Saturday, July 5, 2014

Transplant progress

I apologize for not posting for awhile, but there has not really been any news until recently.  A few months ago, I had issues with my insurance company and decided to switch to Medigap BCBS. After a million hours on the phone (mostly dealing with changing, then ending my Obamacare plan), I was able to activate my  Medigap coverage.  After that I had to wait for Duke University Hospital to re-review my referral for transplant and find an appointment time for me.

In the meantime, I also talked to University of MD hospital about transplant review. In the next two weeks, I will be poked, prodded and quizzed by a team of doctors at each of the two hospitals.  My appointment at Duke is July 11th, and the one in MD is on July 21st. Each of these takes an entire day and all that I know at this point is that I need to bring someone with me so I can demonstrate I have support (and a caregiver after the transplant surgery), and that I need to be prepared to be at the hospital all day.  I think they do both physical and psychological tests to make sure transplant is the best option.  This is also when I will get information about how to enlist altruistic donors.

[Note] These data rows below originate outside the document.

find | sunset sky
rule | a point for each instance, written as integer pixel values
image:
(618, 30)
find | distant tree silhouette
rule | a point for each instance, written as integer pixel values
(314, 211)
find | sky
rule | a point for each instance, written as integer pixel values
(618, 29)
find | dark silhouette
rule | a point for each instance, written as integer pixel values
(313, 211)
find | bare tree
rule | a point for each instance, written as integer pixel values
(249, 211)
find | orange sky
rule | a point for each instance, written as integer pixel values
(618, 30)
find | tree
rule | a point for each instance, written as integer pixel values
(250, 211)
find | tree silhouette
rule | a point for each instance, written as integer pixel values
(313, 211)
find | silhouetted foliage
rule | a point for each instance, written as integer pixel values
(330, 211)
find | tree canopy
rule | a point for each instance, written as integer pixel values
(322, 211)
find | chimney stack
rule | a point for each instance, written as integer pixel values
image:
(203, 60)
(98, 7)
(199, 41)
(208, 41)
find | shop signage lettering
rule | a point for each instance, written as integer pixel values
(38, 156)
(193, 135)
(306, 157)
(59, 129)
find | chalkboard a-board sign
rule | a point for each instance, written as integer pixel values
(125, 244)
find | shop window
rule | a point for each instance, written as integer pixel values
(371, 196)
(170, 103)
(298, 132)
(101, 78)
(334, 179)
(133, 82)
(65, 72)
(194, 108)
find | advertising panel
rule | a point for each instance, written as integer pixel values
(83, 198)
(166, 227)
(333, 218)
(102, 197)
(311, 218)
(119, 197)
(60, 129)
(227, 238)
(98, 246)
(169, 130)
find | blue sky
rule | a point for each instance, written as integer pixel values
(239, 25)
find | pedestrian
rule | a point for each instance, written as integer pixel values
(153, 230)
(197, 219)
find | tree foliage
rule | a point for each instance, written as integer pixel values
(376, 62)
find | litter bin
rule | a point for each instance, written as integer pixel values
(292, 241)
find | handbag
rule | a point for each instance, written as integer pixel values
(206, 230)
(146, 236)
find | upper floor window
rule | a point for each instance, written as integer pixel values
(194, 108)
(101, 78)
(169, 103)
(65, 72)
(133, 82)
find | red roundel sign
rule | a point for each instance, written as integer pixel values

I'm waiting on the packets which should come through the mail any day. I'm assuming there will be endless paperwork involved.  I feel like everything is taking forever, but my doctor said that's how things go when you are on dialysis- everything moves really slowly.  Even if I receive a kidney from a family member, the whole process is likely to take more than a year from the initial appointment for review.  In fact, It will take at least 60 days after each appointment for me to get onto any lists. 

I rarely have news, and it's hard for people to understand that this process takes forever.  I will do my best to post updates here when there is news, but in the meantime, I am settling into the dialysis lifestyle.  It's going to be a long ride. 

I generally feel healthy, although maybe a little more tired than before my kidneys stopped working, but this has not kept me from staying active.  The main frustration is food- I miss ice cream, pizza, salt and vinegar chips, and all of the amazing things that can be done with cheese.  Sometimes it's a pain to schedule my life around the 9 hours I have to hook up to my machine each night, but the bright side to that is that I always get my rest and it helps to remind me to slow down when I starts to over-schedule myself. 

I'm so glad that I am on PD because I get to travel/go away for short weekend trips, and I am planning my first plane ride with my equipment for next month- a hiking trip in Colorado with Eric and my parents.  I arranged ahead of time to have all of my liquids sent to the places we are staying, and I will bring my machine and other supplies with me on the plane.  Apparently, medical supplies are allowed to be carried on- we'll see how fun it is to lug that machine through the airport.

At this point I have still not attempted swimming.  Next week we are going to the beach though, so I am getting a waterproof tegiderm dressing to keep my port/tube dry. I'm feeling a little apprehensive about the whole bathing suit situation though.  I feel like I am too young to wear a one piece bathing suit, but in a bikini, it will be obvious that there is a tube sticking out of my belly. I read an article about a model who posed with her ostomy bag and, it sounds lame, but it made me feel a little better.  http://www.people.com/article/bethany-townsend-bikini-colostomy-bag-crohns-disease-inspiring-viral
When it was posted on facebook a bunch of other people responded with photos of themselves with their ostomy bags.  Even though I don't have an ostomy bag, I have a similar situation, and I feel like these people are being really brave by showing the world that their illness is nothing to hide.  I'm not sure if I'm ready for that just yet, but I think I will be soon.  I am thinking of maybe even 'outing' myself on facebook because right now only my family, coworkers, and a few of my closest friends know about what is going on. I don't want the extra attention though- plus, I feel like I talk about 'how I'm feeling' all the time as it is.

Speaking of- I think that's about enough of that for now. I will try my best to post after the first appointment to share what it was like/what hoops I get to jump through next (flaming ones?)